1525 disputierte er mit Johannes Brenz über seine neuen Positionen. Während des Reichstages 1529 besuchte er Speyer und erneuerte seine Freundschaft zu Melanchthon. Gleichzeitig geriet er mit Johann Fabri aneinander. 1529 wurde er vom Basler Stadtrat, der von Johannes Oekolampad und dem Bürgermeister Jakob Meyer zum Hirzen zu Grynaeus’ Gunsten beeinflusst wurde,[1] als Griechischprofessor an die Universität geholt (später lehrte er auch Theologie). Seit Mitte der zwanziger Jahre hatte er sich nicht nur als Dozent, sondern auch in Humanistenkreisen durch erfolgreiche Suche nach alten Handschriften einen Ruf erworben. Er arbeitete mit den Verlegern Johann Froben und Johannes Bebel zusammen, wurde in seiner Herausgebertätigkeit von dem Humanisten Erasmus von Rotterdam unterstützt und reiste 1531 auf der Suche nach Handschriften nach England, wo er auch Thomas More und andere Humanisten traf.

Simon Grynaeus

Kurz vor dem 25. Juli 1531, nach dem „Religionsgespräch“ mit dem Täufer Hans Pfyster Meyer am 13. Juli 1531 in Bern traf Grynaeus wieder in Basel ein und begann mit seinen Studenten die logischen und wissenschaftlichen Schriften des Aristoteles zu behandeln. Noch kurz vor seinem Tod hielt er eine Vorlesung über das Organon des Aristoteles. 1534 verließ Grynaeus Basel mit Genehmigung des Stadtrates, der von Herzog Ulrich von Württemberg und Ambrosius Blarer darum gebeten worden war, damit er sich um die Reform der Universität Tübingen kümmern könne. Am 13. Juli 1535 kehrte er nach Basel zurück.

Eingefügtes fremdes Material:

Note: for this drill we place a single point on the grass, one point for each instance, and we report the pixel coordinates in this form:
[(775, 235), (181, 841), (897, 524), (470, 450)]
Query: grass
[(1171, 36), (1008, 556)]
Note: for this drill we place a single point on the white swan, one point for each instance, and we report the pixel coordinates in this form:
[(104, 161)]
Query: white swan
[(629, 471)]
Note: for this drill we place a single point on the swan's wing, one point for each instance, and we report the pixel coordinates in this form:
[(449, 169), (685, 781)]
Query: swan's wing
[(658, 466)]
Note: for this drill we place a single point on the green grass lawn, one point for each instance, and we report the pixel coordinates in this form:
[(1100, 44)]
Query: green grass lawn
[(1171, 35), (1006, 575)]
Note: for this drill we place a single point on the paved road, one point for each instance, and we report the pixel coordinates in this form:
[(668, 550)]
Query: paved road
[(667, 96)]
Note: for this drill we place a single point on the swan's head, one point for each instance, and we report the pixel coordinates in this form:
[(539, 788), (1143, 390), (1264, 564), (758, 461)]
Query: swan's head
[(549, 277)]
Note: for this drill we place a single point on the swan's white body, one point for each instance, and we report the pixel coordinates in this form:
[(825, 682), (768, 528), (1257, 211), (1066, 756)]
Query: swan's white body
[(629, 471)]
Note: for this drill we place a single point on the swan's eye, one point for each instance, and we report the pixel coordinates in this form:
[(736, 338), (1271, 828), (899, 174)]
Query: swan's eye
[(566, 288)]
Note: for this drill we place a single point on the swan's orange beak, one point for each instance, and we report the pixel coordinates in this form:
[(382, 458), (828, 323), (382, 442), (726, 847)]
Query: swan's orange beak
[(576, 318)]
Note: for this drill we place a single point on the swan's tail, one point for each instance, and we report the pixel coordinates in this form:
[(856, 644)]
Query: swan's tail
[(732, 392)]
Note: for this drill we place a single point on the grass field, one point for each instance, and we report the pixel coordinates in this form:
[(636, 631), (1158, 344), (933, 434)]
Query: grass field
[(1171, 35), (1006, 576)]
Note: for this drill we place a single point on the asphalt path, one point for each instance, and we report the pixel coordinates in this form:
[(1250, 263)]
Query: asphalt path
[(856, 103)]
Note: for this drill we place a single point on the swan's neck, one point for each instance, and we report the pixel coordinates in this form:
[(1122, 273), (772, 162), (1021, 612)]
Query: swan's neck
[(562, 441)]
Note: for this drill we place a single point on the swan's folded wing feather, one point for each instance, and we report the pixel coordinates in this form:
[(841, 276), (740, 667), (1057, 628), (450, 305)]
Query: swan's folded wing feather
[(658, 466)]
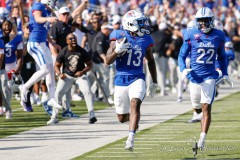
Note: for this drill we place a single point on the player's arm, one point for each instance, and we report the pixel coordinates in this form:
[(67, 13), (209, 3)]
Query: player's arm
[(221, 62), (53, 45), (88, 67), (111, 55), (53, 36), (84, 41), (1, 53), (19, 55), (99, 48), (151, 64), (79, 9), (184, 51), (39, 19)]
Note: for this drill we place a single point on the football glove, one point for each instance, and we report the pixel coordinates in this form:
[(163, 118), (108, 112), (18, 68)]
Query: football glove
[(228, 80), (219, 73), (152, 89), (121, 47), (185, 72)]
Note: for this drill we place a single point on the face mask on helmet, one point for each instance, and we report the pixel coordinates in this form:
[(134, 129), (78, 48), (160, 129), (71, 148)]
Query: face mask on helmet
[(50, 3), (4, 14), (204, 19), (134, 21)]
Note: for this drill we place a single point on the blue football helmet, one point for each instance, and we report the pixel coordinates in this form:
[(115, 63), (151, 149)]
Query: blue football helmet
[(135, 21), (205, 17)]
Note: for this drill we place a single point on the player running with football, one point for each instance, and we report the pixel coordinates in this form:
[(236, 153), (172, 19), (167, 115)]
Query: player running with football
[(128, 48), (40, 19), (206, 44)]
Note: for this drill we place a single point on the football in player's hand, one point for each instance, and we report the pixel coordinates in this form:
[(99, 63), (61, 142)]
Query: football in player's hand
[(121, 46)]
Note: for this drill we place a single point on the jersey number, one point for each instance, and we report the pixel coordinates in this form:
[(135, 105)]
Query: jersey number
[(203, 53), (138, 54), (8, 52)]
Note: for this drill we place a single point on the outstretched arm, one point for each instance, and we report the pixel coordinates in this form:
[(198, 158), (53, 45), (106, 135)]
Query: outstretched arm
[(151, 64), (111, 55)]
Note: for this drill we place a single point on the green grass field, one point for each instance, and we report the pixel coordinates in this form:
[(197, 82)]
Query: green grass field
[(174, 138), (23, 121)]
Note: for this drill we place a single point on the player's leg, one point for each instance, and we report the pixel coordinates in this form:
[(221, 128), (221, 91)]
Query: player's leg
[(50, 79), (36, 50), (5, 92), (121, 102), (195, 95), (84, 85), (137, 92), (207, 98)]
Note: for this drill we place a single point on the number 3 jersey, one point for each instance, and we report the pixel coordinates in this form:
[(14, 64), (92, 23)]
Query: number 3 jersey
[(38, 30), (11, 47), (204, 50), (129, 67)]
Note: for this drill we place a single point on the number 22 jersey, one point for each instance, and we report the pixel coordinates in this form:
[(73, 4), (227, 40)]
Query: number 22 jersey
[(204, 49), (129, 67)]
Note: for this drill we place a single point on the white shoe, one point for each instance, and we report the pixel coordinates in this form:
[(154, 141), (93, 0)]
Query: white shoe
[(179, 100), (44, 97), (38, 101), (52, 102), (32, 99), (1, 111), (76, 97), (8, 115), (23, 92), (196, 118), (129, 143), (110, 100), (17, 97), (23, 104), (201, 143), (174, 90), (52, 121)]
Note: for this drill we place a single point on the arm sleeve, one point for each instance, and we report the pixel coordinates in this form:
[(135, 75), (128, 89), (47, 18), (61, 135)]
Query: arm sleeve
[(53, 32), (184, 51), (60, 57), (222, 58), (99, 46)]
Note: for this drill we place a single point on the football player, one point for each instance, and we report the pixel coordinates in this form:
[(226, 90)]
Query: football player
[(206, 44), (128, 48), (40, 19)]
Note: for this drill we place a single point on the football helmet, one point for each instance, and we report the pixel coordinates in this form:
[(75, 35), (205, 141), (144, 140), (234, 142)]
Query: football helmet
[(218, 25), (204, 16), (191, 24), (229, 45), (4, 14), (135, 21), (50, 3)]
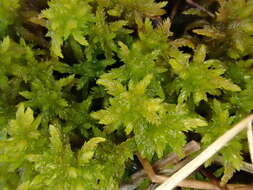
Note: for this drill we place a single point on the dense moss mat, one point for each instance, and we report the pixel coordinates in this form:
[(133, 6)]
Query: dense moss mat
[(86, 84)]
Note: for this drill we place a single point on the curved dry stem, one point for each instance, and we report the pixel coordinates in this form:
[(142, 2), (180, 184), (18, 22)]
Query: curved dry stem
[(184, 172)]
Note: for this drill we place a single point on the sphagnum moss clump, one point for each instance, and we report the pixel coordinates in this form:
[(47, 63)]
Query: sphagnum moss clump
[(87, 84)]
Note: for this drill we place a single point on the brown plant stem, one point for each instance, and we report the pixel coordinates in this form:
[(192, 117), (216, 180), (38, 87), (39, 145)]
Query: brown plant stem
[(187, 183)]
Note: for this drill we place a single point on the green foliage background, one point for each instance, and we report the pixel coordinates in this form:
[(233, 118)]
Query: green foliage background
[(86, 84)]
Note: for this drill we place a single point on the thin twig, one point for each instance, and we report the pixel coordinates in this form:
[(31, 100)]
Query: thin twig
[(187, 183), (175, 179), (200, 7)]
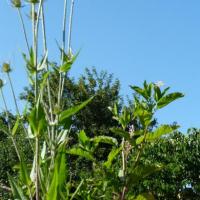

Die Einladung von Grynaeus und auch Blarer nach Württemberg zeigt das Bemühen Herzog Ulrichs, Zwinglianer und Lutheraner gleichermaßen im Lande zu halten. Schnell wurde Grynaeus in Tübingen mit einer Kontroverse über das Abendmahl konfrontiert, die er nach dem Vorbild des Straßburger Reformators Martin Bucer im Stil der Irenik und im Dialog zwischen Lutheranern, Zwinglianern und Straßburgern beizulegen suchte. Nach einem Kolloquium in Tübingen am 28. Mai 1535 gelang ein Kompromiss auf der Grundlage von Luthers Eingabe in Marburg, die Zwingli ja abgelehnt hatte. Aber die lutherische Partei war größer, sodass allmählich ganz Württemberg lutherisch wurde. Ähnlich wie in Württemberg war Grynaeus auch in der Schweiz um die Einung der protestantischen Kirchen bemüht. Er erarbeitete (vermutlich mit Myconius) unter Verwendung von Vorarbeiten von Oekolampad die Erste Basler Konfession von 1534, die bis 1871 in Basel in Kraft war. Auch an der Zweiten Basler Konfession von 1536 bzw. an der Confessio Helvetica Prior war er Mitautor.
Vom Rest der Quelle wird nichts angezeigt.